Por fim, de João Nuno Azambuja, vencedor do Prémio UCCLA-Revelação Literária, chega Breviário da Vingança, uma digressão de conspiração, intriga e assassínios na Roma de Tibério, no caldo histórico em que irrompe uma tribo estranha de deserdados da vida: os primeiros cristãos. Aurínia, uma menina de 6 anos, é a chave oculta de uma trama com todas as regras do romance histórico.
Os testemunhos são como as criancinhas: deixem vir a nós todos os testemunhos. No que parecem histórias fugazes acaba sempre por estar o eterno drama humano. Todos ouviram falar de Gisèle Pelicot, a brava mulher que se resgatou do inferno da «culpa da vítima» devolvendo o vitupério ao criminoso, neste caso ao marido que a violou acolitado por um bando cobarde. E Deixei de te Chamar Papá é o testemunho de aço de Caroline Darian, a filha de Gisèle e desse pai tenebroso: não há perdão à face da terra que a faça aceitá-lo, sequer reconhecê-lo.
Os Labirintos Insondáveis do Suicídio, do jornalista Luís Henriques Antunes, com testemunhos das famílias, dos especialistas e de quem já passou por tentativas de suicídio, responde a esta pergunta: o que leva alguém a matar-se? Ou a esta tão dolorosa: o que sente a família de quem se matou?
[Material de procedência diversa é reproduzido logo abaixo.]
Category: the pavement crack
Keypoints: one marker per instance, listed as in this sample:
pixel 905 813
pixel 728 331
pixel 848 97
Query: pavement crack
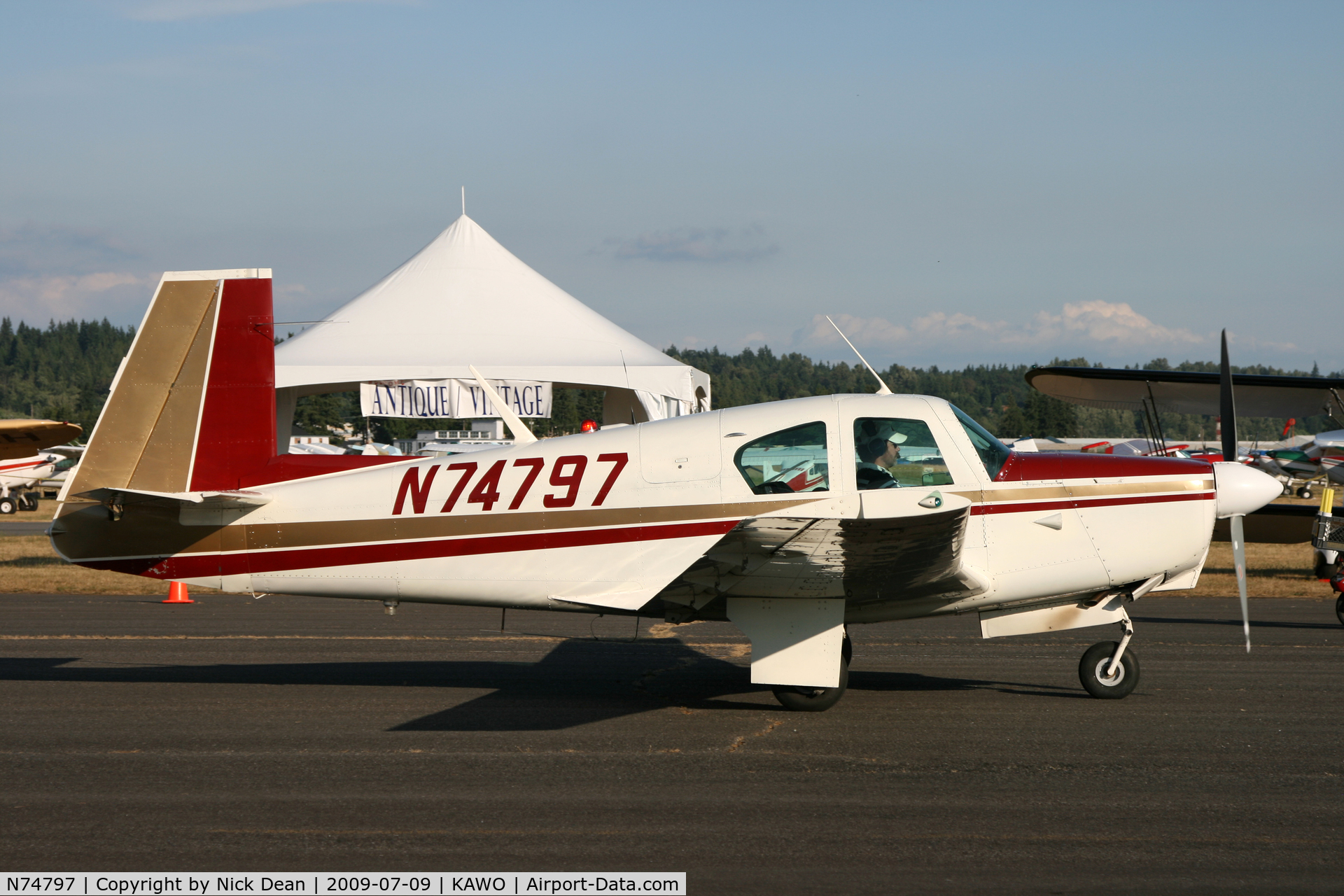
pixel 741 742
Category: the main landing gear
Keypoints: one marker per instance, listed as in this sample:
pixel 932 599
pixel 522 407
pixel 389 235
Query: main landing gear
pixel 797 699
pixel 1108 671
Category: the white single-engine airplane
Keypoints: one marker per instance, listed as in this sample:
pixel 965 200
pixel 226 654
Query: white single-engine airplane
pixel 778 517
pixel 23 465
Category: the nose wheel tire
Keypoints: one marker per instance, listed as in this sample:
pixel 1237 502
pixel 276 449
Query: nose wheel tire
pixel 1092 672
pixel 797 699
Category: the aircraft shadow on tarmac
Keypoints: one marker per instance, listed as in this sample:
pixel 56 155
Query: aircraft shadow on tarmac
pixel 1256 624
pixel 578 682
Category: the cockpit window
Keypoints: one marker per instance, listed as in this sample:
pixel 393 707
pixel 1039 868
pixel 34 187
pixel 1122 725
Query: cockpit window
pixel 790 461
pixel 894 453
pixel 992 453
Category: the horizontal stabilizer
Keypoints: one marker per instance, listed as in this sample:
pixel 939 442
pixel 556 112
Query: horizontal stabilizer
pixel 24 438
pixel 204 500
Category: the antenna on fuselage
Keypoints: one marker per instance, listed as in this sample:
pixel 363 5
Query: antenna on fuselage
pixel 522 435
pixel 883 388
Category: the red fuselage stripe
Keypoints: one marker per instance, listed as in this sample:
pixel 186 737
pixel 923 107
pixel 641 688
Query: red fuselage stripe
pixel 211 564
pixel 1082 504
pixel 262 562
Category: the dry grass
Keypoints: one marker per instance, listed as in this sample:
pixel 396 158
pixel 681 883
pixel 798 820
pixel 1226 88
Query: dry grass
pixel 30 566
pixel 1272 571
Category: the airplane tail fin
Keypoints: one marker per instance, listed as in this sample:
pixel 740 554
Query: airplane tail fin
pixel 192 406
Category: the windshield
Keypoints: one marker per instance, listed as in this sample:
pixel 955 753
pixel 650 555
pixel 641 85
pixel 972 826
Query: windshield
pixel 991 450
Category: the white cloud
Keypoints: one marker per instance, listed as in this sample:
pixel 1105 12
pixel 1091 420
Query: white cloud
pixel 179 10
pixel 1078 328
pixel 51 272
pixel 64 296
pixel 696 245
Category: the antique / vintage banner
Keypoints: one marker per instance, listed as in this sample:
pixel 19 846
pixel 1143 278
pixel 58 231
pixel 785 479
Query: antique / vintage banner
pixel 452 399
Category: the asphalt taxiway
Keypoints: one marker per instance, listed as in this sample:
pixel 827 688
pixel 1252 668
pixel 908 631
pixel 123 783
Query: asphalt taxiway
pixel 304 734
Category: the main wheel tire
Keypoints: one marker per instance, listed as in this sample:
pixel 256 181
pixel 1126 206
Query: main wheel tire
pixel 812 699
pixel 1092 671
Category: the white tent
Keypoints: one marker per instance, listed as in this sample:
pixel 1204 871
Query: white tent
pixel 467 300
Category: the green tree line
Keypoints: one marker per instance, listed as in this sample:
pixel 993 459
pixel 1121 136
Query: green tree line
pixel 64 372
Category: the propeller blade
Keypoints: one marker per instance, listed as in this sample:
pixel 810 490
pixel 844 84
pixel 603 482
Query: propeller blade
pixel 1227 406
pixel 1240 562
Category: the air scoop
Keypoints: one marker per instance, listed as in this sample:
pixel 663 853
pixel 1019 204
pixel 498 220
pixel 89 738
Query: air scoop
pixel 1242 489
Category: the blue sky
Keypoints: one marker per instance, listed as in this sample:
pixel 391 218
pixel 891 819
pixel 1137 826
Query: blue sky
pixel 956 183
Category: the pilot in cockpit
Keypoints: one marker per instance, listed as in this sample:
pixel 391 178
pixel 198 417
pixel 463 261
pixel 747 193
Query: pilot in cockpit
pixel 876 453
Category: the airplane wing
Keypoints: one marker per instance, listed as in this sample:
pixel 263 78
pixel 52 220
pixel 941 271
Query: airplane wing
pixel 1189 393
pixel 873 546
pixel 891 543
pixel 204 500
pixel 24 438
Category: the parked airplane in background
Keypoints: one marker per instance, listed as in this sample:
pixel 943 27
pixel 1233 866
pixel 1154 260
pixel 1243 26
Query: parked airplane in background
pixel 20 468
pixel 1315 461
pixel 790 519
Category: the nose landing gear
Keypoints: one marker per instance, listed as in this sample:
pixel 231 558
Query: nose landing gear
pixel 1108 671
pixel 797 699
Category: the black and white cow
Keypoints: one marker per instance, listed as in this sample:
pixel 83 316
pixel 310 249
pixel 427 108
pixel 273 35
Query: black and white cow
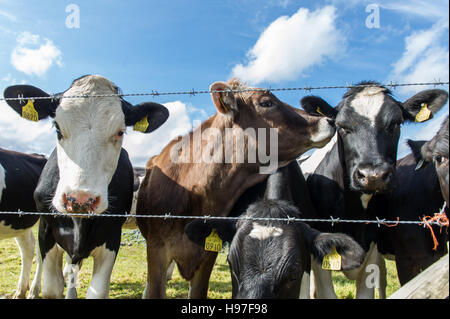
pixel 19 175
pixel 419 192
pixel 351 176
pixel 270 258
pixel 88 173
pixel 435 151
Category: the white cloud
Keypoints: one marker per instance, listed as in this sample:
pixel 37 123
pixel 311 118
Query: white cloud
pixel 291 45
pixel 424 58
pixel 34 55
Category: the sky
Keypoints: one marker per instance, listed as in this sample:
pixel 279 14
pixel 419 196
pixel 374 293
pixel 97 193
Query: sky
pixel 172 46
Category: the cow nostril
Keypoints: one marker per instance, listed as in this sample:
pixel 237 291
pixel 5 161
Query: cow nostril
pixel 385 175
pixel 360 175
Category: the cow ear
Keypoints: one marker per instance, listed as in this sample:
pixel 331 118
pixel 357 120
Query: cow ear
pixel 30 109
pixel 322 244
pixel 315 105
pixel 422 106
pixel 145 117
pixel 198 230
pixel 421 153
pixel 223 99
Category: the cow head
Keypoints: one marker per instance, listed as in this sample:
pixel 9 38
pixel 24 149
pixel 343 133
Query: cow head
pixel 368 120
pixel 90 131
pixel 435 151
pixel 297 130
pixel 267 258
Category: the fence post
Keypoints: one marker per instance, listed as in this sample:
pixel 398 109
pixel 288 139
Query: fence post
pixel 432 283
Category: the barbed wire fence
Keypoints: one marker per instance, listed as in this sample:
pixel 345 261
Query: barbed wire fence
pixel 193 92
pixel 438 219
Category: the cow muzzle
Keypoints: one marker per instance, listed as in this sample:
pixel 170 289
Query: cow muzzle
pixel 373 179
pixel 81 202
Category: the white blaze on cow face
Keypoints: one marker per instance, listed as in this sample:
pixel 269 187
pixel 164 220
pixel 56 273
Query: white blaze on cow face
pixel 88 147
pixel 368 102
pixel 262 232
pixel 2 181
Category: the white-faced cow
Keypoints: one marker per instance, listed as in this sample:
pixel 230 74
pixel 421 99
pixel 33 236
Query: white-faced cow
pixel 422 189
pixel 211 187
pixel 19 175
pixel 352 176
pixel 88 174
pixel 272 258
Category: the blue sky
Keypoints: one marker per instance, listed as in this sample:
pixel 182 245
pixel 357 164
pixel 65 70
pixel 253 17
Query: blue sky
pixel 182 45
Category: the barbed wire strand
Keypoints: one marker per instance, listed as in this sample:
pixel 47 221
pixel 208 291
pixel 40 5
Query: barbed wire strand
pixel 193 92
pixel 288 220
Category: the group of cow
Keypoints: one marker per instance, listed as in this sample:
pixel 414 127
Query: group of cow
pixel 354 174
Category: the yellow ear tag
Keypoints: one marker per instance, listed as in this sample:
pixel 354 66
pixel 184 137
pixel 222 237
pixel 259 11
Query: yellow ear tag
pixel 142 125
pixel 213 242
pixel 29 112
pixel 225 108
pixel 424 113
pixel 332 261
pixel 318 111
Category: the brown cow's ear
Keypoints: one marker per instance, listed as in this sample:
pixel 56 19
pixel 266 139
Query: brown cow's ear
pixel 223 98
pixel 422 106
pixel 31 109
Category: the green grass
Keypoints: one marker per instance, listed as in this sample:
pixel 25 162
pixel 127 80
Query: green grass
pixel 129 274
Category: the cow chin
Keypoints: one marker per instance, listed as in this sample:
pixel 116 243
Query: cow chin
pixel 66 203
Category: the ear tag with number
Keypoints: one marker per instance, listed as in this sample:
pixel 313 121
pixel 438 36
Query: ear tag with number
pixel 213 242
pixel 424 113
pixel 225 108
pixel 319 111
pixel 29 112
pixel 142 125
pixel 332 261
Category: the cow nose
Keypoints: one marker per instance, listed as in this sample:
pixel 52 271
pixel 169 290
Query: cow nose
pixel 374 179
pixel 80 202
pixel 331 122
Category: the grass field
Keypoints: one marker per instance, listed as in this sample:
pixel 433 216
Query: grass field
pixel 129 274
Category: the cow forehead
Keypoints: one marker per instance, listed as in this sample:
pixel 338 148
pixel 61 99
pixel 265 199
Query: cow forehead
pixel 101 111
pixel 369 102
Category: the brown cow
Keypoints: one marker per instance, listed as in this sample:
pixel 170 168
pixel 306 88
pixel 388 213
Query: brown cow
pixel 201 186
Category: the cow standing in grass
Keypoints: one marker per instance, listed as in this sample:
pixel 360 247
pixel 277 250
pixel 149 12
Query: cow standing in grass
pixel 88 174
pixel 422 190
pixel 19 175
pixel 188 179
pixel 350 177
pixel 272 258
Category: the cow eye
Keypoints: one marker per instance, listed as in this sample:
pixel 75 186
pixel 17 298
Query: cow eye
pixel 266 103
pixel 439 159
pixel 393 127
pixel 119 134
pixel 344 131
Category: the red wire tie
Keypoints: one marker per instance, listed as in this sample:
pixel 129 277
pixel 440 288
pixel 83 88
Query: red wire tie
pixel 439 218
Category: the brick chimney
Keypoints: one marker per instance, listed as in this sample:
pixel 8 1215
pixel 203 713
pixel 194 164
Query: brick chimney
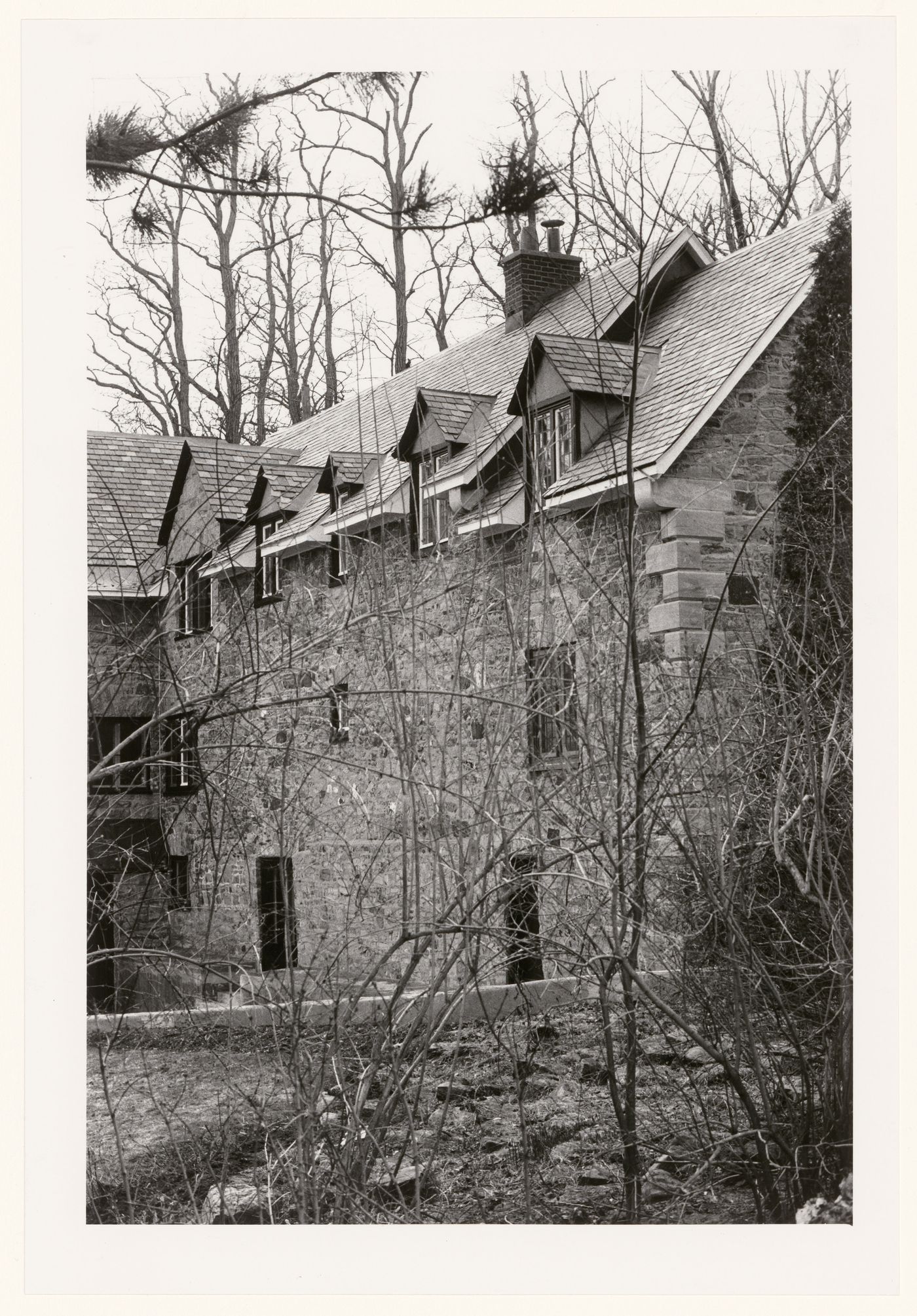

Sete anos depois da 1.ª edição, relançamos o testemunho vibrante de Luís Osório, Mãe, Promete-me Que Lês, uma carta à própria mãe, um diálogo de uma franqueza que não teme a mais nua exposição.
E agora, deixem-me contar, e cantar de alegria, o nascimento de uma nova colecção. Chama-se A Minha Estante. É um risco? É. E grande.
Começamos com dois livros que são o espelho do que A Minha Estante será sempre: livros que nos respondem à pergunta «o que sabemos sobre isto?» e nos dão informação, conhecimento e síntese, tudo com ciência, elegância e sem violência, contrariando este tempo de triunfo de ignorante desinformação e mil «fake news».
Os livros têm capas de uma tão sóbria claridade que só me apetece dar-lhes beijos. Eis os primeiros dois títulos: História do Japão, de Michel Vié, que nos leva da cidade imperial à renovação Meiji; e As Guerras de Religião, de Nicholas Le Roux, relato das conspirações e massacres entre católicos e protestantes, no século XVI, guerra religiosa que assolou toda a Europa. O melhor é mesmo comprarem uma pequena estante: há mais livros A Minha Estante a chegar nos meses e anos que aí vêm.
São os meus onze livros de Fevereiro, para ler enquanto do céu cai a infatigável e persistente chuva.
Já a Rita Fonseca prossegue e persegue a saga dos novos cow-boys. Com Perdida e Atada, de Lyla Sage, a minha filha Rita foi instalar-se no Rancho Rebel Blue para assistir ao ódio à primeira vista da imparável Teddy e do consciencioso Gus. Já sabem como é que ódios à primeira vista acabam? Não estejam assim tão convencidos, sobretudo se surgirem cavalos, vacas, laços, pasto, e os suede fringe cow-boys jackets, que eu sempre quis usar quando era miúdo, em Luanda, e ia ver filmes ao Miramar. Já não se projectam filmes no Miramar? Então leiam, se faz favor, Perdida e Atada, e ofereçam-me um desses suede fringe cow-boys jackets, que o miúdo que ainda aqui me mora já merece.